Critical FOSSBilling SSTI (CVE-2026-28496) Allows Full RCE
Security researchers have sounded the alarm over a critical server-side template injection (SSTI) vulnerability in FOSSBilling tracked as CVE-2026-28496 that can lead to full database compromise and remote code execution (RCE).
The flaw, documented in GitHub advisory GHSA-57mv-jm88-66jc, affects all FOSSBilling releases through 0.7.2 and is patched in 0.8.0; however, early signs show active exploitation beginning within 24 hours of public disclosure, underscoring both the severity and rapid weaponization risk.

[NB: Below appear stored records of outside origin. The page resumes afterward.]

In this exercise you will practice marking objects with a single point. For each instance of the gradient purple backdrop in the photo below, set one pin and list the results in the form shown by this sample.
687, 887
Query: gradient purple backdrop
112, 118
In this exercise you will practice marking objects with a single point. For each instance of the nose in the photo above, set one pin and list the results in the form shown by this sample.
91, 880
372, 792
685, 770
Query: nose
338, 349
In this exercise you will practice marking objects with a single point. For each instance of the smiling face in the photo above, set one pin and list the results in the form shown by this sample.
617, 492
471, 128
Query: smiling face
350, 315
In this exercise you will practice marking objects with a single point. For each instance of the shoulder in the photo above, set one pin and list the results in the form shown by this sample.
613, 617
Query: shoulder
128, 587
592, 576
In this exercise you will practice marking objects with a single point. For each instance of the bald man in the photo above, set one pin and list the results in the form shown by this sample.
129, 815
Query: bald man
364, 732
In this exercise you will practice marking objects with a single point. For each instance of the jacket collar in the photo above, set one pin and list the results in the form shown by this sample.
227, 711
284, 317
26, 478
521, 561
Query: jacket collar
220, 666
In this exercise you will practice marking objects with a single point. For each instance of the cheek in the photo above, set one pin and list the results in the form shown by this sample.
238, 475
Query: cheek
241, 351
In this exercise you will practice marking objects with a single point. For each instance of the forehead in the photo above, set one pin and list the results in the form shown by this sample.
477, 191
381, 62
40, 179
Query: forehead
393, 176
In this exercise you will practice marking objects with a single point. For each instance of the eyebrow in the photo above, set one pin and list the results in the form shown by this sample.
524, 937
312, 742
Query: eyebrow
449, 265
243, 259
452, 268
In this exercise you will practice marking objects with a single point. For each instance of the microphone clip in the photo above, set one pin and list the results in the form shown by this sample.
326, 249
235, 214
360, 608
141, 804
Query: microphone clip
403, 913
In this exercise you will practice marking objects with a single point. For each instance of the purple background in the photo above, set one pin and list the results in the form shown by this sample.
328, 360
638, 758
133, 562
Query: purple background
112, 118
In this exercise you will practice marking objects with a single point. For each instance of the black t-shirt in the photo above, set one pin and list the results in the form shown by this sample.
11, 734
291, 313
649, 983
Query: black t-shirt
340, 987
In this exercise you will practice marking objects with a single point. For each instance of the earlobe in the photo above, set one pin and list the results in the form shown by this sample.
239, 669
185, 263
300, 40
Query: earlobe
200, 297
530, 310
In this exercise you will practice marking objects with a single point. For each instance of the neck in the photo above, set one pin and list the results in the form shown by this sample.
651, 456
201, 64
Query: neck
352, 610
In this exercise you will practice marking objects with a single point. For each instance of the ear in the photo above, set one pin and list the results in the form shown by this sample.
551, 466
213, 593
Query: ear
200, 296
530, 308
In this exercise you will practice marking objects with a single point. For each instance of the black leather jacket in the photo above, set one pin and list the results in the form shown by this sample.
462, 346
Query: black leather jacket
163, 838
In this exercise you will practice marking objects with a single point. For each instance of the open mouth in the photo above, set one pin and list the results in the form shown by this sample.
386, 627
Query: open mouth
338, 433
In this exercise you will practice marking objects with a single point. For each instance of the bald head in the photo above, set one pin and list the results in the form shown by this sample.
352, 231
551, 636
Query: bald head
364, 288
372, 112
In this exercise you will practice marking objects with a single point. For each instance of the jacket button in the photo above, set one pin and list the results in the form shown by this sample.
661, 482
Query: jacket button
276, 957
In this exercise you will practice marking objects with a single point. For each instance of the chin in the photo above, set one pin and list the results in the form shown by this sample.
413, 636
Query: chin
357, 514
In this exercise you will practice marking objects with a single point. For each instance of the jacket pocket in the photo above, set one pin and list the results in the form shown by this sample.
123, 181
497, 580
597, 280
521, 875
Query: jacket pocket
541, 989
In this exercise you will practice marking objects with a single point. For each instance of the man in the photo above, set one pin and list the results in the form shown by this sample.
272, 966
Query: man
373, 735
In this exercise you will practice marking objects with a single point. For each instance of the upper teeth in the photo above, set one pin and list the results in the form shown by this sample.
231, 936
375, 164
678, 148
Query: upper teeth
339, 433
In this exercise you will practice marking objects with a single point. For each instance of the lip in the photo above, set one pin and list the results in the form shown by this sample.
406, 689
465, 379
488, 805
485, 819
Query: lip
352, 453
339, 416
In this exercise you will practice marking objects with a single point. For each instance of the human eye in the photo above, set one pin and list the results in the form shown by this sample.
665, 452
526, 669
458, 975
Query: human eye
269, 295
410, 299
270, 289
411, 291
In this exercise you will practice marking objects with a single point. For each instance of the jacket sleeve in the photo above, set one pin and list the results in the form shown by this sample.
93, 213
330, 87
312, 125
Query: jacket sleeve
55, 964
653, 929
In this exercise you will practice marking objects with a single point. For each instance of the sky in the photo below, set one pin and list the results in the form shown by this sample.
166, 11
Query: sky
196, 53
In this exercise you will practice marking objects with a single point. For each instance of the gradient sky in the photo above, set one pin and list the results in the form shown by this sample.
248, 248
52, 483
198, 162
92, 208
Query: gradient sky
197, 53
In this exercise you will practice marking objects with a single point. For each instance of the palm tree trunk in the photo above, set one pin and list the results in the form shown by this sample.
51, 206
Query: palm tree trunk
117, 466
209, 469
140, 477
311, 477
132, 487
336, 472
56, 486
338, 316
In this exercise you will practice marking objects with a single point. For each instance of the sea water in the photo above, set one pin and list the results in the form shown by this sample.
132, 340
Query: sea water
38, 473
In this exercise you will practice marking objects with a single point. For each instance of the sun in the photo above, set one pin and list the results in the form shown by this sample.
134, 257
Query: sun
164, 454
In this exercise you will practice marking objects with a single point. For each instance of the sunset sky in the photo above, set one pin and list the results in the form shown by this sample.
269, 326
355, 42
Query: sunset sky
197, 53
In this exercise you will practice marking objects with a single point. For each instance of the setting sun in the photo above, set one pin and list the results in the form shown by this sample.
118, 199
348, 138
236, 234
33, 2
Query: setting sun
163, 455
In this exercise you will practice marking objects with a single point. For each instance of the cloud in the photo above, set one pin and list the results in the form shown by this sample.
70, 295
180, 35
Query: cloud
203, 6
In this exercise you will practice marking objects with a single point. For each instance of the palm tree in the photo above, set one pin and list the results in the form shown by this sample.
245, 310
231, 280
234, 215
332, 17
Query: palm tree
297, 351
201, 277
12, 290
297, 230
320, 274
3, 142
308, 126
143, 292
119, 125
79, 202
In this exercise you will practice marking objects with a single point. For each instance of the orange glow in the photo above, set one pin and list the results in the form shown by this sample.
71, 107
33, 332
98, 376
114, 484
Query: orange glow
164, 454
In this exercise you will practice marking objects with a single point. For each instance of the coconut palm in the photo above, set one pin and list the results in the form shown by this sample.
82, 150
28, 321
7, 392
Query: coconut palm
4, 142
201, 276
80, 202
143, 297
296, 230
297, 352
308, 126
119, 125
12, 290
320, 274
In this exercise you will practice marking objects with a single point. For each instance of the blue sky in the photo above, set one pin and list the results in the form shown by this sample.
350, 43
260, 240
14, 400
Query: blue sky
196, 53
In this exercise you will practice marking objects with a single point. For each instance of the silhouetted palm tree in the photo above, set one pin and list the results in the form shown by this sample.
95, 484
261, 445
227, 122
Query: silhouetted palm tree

At the technical core, the vulnerability stems from unsafe use of Twig template rendering: FOSSBilling’s template pipeline, notably the renderString() method, calls Twig’s createTemplate() without enforcing a sandbox environment.
Critical FOSSBilling SSTI
Because the StringLoaderExtension is enabled and no sandboxing restricts expression evaluation, user-controlled input such as email templates, mass-mail campaign content, custom payment gateway templates, or payloads sent to the string_render API endpoint can contain arbitrary Twig expressions that execute in the application context.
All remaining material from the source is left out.